The new program could help address concerns that workers who earn less than the CERB—mainly those in part-time contracts and freelance roles—will choose not to return to work and instead continue collecting aid. Extending a version of the benefit to gig and contact workers while allowing them to maintain more hours could help incentivize the return to work without having to sacrifice their income.  

Senator Yuen Pau Woo told The Logic the program is a step toward something resembling universal basic income (UBI). “We are entering a new way of thinking about income support and social safety nets,” said Woo, who recently asked the Office of the Parliamentary Budget Officer to cost out a national pilot program on UBI. “In a time when we are likely to see a very sluggish recovery… the case for a basic income experiment, I believe, is strong.”

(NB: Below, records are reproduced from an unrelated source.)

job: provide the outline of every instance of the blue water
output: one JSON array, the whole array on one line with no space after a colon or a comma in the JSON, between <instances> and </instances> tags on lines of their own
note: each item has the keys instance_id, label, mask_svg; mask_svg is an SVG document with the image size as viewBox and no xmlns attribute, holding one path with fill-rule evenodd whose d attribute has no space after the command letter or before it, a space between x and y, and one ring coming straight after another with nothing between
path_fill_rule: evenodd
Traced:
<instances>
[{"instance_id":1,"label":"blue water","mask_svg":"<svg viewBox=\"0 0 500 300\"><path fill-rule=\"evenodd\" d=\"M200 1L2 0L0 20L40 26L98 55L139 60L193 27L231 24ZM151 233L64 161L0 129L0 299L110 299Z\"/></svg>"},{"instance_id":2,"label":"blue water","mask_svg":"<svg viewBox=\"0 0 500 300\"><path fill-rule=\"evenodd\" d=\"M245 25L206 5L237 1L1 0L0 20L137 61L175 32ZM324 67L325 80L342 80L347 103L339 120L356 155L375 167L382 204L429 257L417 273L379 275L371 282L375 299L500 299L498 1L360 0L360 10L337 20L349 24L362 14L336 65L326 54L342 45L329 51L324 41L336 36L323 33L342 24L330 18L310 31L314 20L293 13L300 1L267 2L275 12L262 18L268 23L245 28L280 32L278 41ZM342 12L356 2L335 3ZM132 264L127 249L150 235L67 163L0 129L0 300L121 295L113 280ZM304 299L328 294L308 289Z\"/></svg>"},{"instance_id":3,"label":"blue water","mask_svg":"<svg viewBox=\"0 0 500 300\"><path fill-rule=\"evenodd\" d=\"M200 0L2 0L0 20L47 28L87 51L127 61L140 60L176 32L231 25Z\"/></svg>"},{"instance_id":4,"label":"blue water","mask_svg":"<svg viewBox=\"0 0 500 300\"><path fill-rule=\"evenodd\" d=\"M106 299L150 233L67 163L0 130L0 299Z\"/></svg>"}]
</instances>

Ottawa has so far distributed $62.75 billion to nearly 8.5 million Canadians through CERB, which is scheduled to end on September 26. Trudeau said the government will disclose more details of the transition programs by the end of August.

Will you download it?: The federal government’s exposure-notification app launched in Ontario Friday, after a nearly month-long delay during which Ottawa unsuccessfully tried to get other provinces to sign on. 

Prime Minister Justin Trudeau said the Atlantic Canada provinces will be the next to connect their health systems to the app, and that discussions with other provinces are ongoing. “We expect they’ll be coming on board soon, as well,” he said. 

Earlier this week, The Logic reported that British Columbia and Newfoundland and Labrador were in discussions and that Quebec health ministry officials received a demonstration of the app. 

Drinking from the firehose:

  • The federal government has extended its commercial rent subsidy for the month of August.
  • The Canadian economy bounced back quicker in May than previously believed, Statistics Canada reported, but it nonetheless estimated that second-quarter GDP dropped a record 12 per cent.
  • Air Canada posted a $1.7-billion second-quarter loss amid an 89 per cent decline in revenue. CEO Calin Rovinescu called Canada’s restrictions on commercial flights “among the most severe in the world.”
  • The volume of venture capital and private equity deals fell in the second quarter, according to preliminary data from the Canadian Venture Capital & Private Equity Association. However, the amount of venture funding increased from $901 million in Q1 to over $1 billion in Q2.
  • Racialized people make up 83 per cent of COVID-19 cases in Toronto, despite representing 52 per cent of the population, according to socioeconomic data from Toronto Public Health. 
  • Hong Kong chief executive Carrie Lam used emergency powers to delay September’s Legislative Council elections for a year, citing the risk of COVID-19. 

“We should now squeeze that brake pedal, squeeze that brake pedal in order to keep the virus under control”: U.K. Prime Minister Boris Johnson put the country’s reopening plans on hold amid concerns it’s on the verge of a second wave of COVID-19. Indoor businesses like casinos and bowling alleys were planning to open tomorrow.